Nous le savons, en matière de logement, il y a urgence : la France compte des dizaines de milliers de sans domicile fixe, 4 millions de mal logés, 12 millions de personnes en situation de fragilité vis-à-vis du logement. En moyenne, on peut estimer qu'un Français sur six est mal logé. Tous les Français ont le droit à un logement de qualité, adapté à leur vie familiale, que ce soit en milieu urbain ou en milieu rural.

Le travail autour de ce texte est à saluer. On peut cependant regretter – pardon de vous contredire – la faible concertation sur ses dispositions.

Une conférence de consensus a bien eu lieu, avec un président du Sénat qui s'est mobilisé pour venir au secours de cette majorité qui ne savait pas par quel bout prendre le sujet, dans un calendrier très resserré qui n'a pas permis de faire ressortir l'essentiel : ce que veulent les Français pour le logement. Pourtant, ce sont bien les Français qui sont concernés par ce projet de loi.

Osons le dire, la vaste période d'échanges ouverte depuis la crise des APL avait d'abord pour but de faire de la communication et de masquer les insuffisances et atermoiements de la majorité sur ce dossier sensible.

Le travail en commission a été long et minutieux ; s'est-il traduit pour autant par un plus grand consensus sur la méthode choisie ? Le nombre d'amendements que nous allons examiner, plus de 3000, témoigne certes – je rejoins M. le ministre sur ce point – de la vitalité du Parlement, mais il traduit aussi l'écoute toute relative à laquelle les parlementaires ont eu droit en commission. Je le vis plutôt comme un échec, car nous avions l'occasion, dans un cadre plutôt apaisé, plutôt constructif, de faire avancer le travail, et les amendements qui ont été adoptés étaient essentiellement rédactionnels, et surtout majoritairement venus de la majorité, ce qui ne vient pas gommer la frustration de celles et ceux qui n'ont pas été entendus.

L'obésité législative du texte ELAN interroge. Sa densité témoigne plus de la crainte d'oublier telle ou telle profession, tel ou tel représentant d'intérêts, que d'une quelconque efficacité opérationnelle. Et la commission n'a pas été la table d'opération pour une grande liposuccion, même si certains de nos collègues souhaitaient en supprimer plusieurs articles.

Revenons-en aux vraies questions préliminaires.

Premièrement, y a-t-il besoin d'un choc d'offre, et pour cela de la loi ELAN ? Nous sommes d'accord sur le choc d'offre, mais le secteur immobilier, affecté par cinq nouvelles législations ces dernières années, demandait a priori tout sauf une nouvelle loi.

Deuxième question : où veulent vivre les Français ?

L'évidence cartographique des bassins d'emploi nous incite à répondre à la demande plutôt en zone tendue, voire très tendue.

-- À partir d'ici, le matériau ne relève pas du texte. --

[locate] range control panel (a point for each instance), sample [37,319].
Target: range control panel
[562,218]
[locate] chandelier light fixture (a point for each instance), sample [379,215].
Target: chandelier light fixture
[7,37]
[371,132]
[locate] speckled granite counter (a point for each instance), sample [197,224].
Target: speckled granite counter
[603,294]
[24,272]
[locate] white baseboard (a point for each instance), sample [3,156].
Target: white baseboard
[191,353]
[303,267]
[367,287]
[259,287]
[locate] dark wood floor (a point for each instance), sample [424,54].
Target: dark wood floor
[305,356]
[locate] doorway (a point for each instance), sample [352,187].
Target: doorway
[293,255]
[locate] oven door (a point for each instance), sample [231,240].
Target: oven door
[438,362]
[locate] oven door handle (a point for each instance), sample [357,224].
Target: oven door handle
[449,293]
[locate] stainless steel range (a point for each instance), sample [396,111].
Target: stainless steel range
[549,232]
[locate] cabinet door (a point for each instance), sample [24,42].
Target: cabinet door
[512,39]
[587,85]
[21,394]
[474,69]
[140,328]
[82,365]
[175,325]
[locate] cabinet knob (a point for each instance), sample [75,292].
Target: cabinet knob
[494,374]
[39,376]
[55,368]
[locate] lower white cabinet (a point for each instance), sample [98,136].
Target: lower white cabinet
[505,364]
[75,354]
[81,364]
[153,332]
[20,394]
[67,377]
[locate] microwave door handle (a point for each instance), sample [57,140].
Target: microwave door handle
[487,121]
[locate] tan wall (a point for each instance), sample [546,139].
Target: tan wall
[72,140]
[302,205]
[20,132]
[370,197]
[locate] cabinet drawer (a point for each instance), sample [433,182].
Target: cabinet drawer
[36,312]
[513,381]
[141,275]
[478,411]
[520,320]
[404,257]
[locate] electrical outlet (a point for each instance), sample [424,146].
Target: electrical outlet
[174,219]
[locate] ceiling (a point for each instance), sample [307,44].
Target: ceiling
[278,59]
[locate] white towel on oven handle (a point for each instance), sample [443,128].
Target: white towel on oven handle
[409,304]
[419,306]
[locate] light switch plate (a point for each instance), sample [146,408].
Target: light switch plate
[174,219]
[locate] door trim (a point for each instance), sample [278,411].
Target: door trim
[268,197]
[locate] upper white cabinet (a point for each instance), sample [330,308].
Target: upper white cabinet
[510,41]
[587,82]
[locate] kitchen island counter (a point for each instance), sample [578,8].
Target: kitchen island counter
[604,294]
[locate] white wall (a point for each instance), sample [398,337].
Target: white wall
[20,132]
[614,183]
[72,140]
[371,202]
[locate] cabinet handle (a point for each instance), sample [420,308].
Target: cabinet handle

Mais nos concitoyens veulent-ils de la ville dense ? Il est encore largement à prouver qu'elle est réellement plus écologique, plus sobre et plus durable. Le coût humain, urbain et environnemental de la densité à outrance ne sera-t-il pas payé demain par celles et ceux qui n'auront pas les moyens de quitter une ville devenue insoutenable et invivable ?

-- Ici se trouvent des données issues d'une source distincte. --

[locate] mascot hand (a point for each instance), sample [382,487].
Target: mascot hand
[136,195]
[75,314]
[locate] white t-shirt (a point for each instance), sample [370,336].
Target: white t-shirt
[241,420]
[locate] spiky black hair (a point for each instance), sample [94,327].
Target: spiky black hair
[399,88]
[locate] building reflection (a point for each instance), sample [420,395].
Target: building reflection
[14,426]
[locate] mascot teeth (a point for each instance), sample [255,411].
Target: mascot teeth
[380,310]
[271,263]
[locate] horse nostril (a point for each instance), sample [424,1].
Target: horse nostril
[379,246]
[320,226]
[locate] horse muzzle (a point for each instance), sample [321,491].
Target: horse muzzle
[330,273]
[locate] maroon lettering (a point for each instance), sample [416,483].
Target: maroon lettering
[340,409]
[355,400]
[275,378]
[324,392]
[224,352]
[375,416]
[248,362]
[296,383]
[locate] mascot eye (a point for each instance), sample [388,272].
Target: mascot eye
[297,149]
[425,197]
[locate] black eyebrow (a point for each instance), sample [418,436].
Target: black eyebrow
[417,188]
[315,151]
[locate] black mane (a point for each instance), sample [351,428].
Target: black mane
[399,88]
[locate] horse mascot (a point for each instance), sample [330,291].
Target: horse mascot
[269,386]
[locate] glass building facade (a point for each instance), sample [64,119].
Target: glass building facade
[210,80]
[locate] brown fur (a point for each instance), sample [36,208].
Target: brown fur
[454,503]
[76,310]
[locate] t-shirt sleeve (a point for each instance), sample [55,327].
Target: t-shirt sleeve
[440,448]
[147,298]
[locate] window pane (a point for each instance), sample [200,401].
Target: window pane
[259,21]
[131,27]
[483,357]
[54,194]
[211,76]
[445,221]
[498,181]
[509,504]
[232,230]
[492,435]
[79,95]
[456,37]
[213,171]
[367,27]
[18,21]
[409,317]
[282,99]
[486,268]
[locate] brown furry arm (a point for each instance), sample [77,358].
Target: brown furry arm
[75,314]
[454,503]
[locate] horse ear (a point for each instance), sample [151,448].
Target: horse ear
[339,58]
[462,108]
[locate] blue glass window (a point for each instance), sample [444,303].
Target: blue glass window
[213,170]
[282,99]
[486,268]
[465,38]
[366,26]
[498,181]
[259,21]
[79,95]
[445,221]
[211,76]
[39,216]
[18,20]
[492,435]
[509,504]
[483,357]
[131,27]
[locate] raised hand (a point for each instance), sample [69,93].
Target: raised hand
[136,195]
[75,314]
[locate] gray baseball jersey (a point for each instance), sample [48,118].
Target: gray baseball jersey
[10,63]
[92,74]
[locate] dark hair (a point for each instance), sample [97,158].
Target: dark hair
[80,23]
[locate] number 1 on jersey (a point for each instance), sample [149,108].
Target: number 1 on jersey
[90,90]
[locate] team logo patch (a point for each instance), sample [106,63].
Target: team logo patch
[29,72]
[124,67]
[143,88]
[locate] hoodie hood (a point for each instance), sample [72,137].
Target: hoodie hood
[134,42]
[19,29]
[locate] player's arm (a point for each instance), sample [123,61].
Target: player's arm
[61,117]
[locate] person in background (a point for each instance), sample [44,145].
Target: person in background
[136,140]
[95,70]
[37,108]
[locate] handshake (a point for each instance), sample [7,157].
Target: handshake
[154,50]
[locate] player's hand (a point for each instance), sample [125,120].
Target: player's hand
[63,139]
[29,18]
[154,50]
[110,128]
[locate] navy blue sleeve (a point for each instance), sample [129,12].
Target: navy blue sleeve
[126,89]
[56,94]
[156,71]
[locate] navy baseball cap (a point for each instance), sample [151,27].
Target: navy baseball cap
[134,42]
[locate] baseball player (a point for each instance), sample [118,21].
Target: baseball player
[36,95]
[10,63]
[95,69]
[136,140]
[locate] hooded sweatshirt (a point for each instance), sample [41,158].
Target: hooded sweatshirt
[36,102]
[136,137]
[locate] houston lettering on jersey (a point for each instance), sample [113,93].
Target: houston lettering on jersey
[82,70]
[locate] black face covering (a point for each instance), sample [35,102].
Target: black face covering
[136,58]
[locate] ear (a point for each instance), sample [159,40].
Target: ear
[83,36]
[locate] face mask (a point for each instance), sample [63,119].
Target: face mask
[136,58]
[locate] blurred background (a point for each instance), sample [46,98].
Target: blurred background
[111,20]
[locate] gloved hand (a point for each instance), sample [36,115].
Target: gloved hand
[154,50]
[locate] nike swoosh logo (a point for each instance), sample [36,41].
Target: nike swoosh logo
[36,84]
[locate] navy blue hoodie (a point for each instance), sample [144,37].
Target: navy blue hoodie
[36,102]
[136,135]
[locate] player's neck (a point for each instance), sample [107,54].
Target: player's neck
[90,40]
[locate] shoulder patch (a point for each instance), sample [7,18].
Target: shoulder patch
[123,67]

50 % des Français, et même 62 % des Franciliens, rêvent d'ailleurs, d'une petite ville au cadre de vie préservé, avec un urbanisme aéré et des rues respirables, ou même de village s'ils n'étaient pas aussi loin de leur activité professionnelle, dont le lieu d'implantation est encore largement rigide et codifié.

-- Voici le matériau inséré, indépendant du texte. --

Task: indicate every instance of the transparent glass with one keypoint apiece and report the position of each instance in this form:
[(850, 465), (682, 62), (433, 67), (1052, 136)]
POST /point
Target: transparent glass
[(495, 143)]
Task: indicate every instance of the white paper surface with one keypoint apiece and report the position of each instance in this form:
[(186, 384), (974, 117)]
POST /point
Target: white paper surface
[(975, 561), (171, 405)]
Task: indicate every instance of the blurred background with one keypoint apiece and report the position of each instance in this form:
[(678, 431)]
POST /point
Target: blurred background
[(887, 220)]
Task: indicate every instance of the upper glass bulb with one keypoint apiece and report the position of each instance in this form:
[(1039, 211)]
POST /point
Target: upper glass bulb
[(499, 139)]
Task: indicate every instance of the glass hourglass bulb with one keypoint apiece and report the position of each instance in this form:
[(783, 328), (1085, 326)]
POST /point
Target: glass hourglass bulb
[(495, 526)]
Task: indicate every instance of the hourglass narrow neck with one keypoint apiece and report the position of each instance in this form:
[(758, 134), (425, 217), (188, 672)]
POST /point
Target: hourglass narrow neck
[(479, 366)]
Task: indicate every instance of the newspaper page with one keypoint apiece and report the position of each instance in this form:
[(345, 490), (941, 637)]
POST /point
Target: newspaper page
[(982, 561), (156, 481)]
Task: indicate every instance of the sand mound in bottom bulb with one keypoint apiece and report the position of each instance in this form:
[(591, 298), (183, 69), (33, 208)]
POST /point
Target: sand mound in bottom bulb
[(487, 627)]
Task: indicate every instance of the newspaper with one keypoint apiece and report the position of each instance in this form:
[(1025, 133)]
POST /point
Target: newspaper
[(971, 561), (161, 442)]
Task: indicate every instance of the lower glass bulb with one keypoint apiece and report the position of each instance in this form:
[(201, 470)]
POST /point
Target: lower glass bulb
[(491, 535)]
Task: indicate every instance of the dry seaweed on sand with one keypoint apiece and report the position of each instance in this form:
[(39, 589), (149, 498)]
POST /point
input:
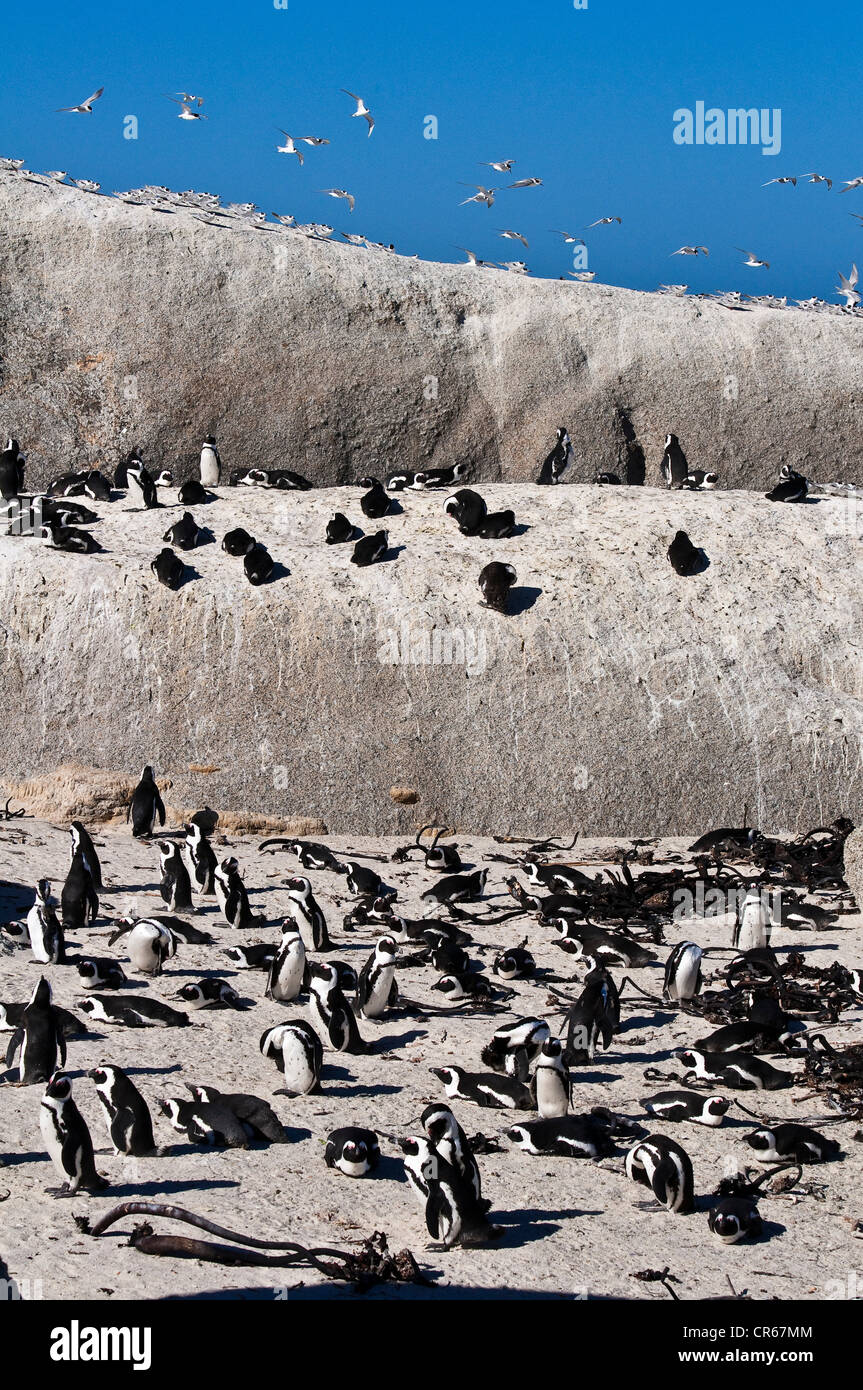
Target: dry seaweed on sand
[(373, 1262)]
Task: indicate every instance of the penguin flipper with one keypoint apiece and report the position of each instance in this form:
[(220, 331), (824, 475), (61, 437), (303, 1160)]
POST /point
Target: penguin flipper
[(14, 1043), (435, 1208)]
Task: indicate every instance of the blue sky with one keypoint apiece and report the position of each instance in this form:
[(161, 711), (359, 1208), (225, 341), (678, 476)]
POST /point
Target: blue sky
[(581, 97)]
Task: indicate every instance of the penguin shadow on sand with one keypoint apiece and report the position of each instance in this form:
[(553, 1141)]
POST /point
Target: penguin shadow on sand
[(387, 1044), (278, 571), (527, 1225), (521, 598), (189, 574), (391, 553), (339, 1073)]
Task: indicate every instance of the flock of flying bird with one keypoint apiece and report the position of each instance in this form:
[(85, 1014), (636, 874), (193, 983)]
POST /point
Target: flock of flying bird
[(766, 1005), (207, 207)]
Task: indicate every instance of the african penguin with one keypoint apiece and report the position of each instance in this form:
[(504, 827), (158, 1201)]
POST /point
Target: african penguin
[(339, 530), (557, 460), (175, 887), (232, 897), (210, 463), (332, 1009), (125, 1111), (683, 972), (660, 1164), (43, 926), (353, 1151), (467, 509), (82, 843), (185, 534), (496, 581), (288, 969), (38, 1039), (298, 1052), (552, 1082), (687, 1105), (489, 1090), (370, 549), (67, 1139), (674, 467), (777, 1143), (684, 556), (146, 805), (377, 987)]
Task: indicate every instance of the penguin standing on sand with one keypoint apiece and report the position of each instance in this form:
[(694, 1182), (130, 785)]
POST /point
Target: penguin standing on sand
[(232, 897), (684, 556), (374, 503), (168, 569), (557, 460), (449, 1140), (200, 861), (210, 463), (660, 1164), (175, 886), (353, 1151), (39, 1037), (307, 912), (467, 509), (753, 922), (377, 987), (674, 467), (141, 485), (552, 1082), (257, 563), (339, 528), (149, 944), (125, 1111), (78, 900), (146, 805), (288, 969), (11, 470), (68, 1140), (332, 1009), (236, 541), (792, 487), (82, 844), (185, 533), (47, 941), (452, 1212), (683, 972), (734, 1219), (298, 1052)]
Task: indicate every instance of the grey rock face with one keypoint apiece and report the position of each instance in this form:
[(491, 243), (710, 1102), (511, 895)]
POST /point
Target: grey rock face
[(614, 697), (121, 325)]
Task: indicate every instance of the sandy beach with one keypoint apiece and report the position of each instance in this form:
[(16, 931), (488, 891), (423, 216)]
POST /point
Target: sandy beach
[(571, 1228)]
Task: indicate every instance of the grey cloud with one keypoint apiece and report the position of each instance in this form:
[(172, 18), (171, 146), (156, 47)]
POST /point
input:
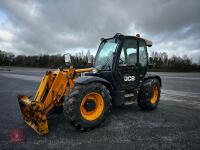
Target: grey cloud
[(54, 26)]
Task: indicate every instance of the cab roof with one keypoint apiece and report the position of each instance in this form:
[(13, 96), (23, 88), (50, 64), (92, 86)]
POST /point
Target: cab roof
[(148, 42)]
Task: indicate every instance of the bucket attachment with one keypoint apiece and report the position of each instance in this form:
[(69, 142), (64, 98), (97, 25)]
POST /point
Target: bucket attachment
[(33, 114)]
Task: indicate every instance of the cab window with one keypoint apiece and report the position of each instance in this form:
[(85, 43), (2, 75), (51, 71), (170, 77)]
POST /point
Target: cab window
[(128, 56)]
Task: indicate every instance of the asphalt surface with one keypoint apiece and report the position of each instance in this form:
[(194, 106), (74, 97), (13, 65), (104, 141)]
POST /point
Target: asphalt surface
[(175, 124)]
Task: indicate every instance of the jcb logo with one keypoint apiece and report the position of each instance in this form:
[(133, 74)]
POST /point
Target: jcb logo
[(129, 78)]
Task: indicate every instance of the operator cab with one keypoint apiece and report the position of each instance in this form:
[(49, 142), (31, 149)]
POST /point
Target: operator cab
[(122, 60)]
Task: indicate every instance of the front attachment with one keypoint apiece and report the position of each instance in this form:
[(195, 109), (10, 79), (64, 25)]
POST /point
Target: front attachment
[(33, 114)]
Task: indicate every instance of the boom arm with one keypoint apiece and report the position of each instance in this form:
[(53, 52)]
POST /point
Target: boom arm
[(53, 87)]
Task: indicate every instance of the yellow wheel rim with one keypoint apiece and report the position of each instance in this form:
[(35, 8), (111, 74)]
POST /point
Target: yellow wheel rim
[(154, 98), (97, 99)]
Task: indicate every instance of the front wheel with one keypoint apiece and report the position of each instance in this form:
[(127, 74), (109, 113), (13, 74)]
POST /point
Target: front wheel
[(149, 95), (88, 105)]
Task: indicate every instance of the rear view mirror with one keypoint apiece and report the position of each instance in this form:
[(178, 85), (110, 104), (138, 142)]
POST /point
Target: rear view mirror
[(67, 59)]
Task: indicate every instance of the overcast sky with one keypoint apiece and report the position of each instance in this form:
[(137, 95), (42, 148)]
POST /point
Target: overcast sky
[(49, 26)]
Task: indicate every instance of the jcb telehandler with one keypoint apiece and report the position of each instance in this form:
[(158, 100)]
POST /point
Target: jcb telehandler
[(119, 76)]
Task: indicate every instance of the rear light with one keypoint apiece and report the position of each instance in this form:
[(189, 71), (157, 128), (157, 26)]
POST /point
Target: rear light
[(138, 35)]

Troisième question à laquelle il nous faut répondre : dans quoi les Français veulent-ils vivre ?

80 % des propriétaires vivent aujourd'hui en maison individuelle. C'est sur ce segment que la profession est la plus inquiète. La maison, notamment périurbaine, n'a pas le vent en poupe pour ceux qui pensent l'étalement urbain à la lumière des excès de l'énergie fossile. Mais ne dirons-nous pas demain d'une urbanisation étalée, où les espaces se relieront par des connexions plus sobres, plus propres et plus rapides, qu'elle est la condition d'une vie meilleure ?

L'offre de logements nouvelle est majoritairement collective. Au-delà des questions d'accessibilité, a-t-on posé la question de la qualité du bâti, de la qualité des espaces intérieurs privatifs et communs ? Nos concitoyens ont le sentiment que l'on construit moins bien et moins durable. Les malfaçons à répétition constatées dans les projets immobiliers livrés dans nos villes témoignent d'une précipitation de la promotion immobilière qui ne rime pas avec qualité.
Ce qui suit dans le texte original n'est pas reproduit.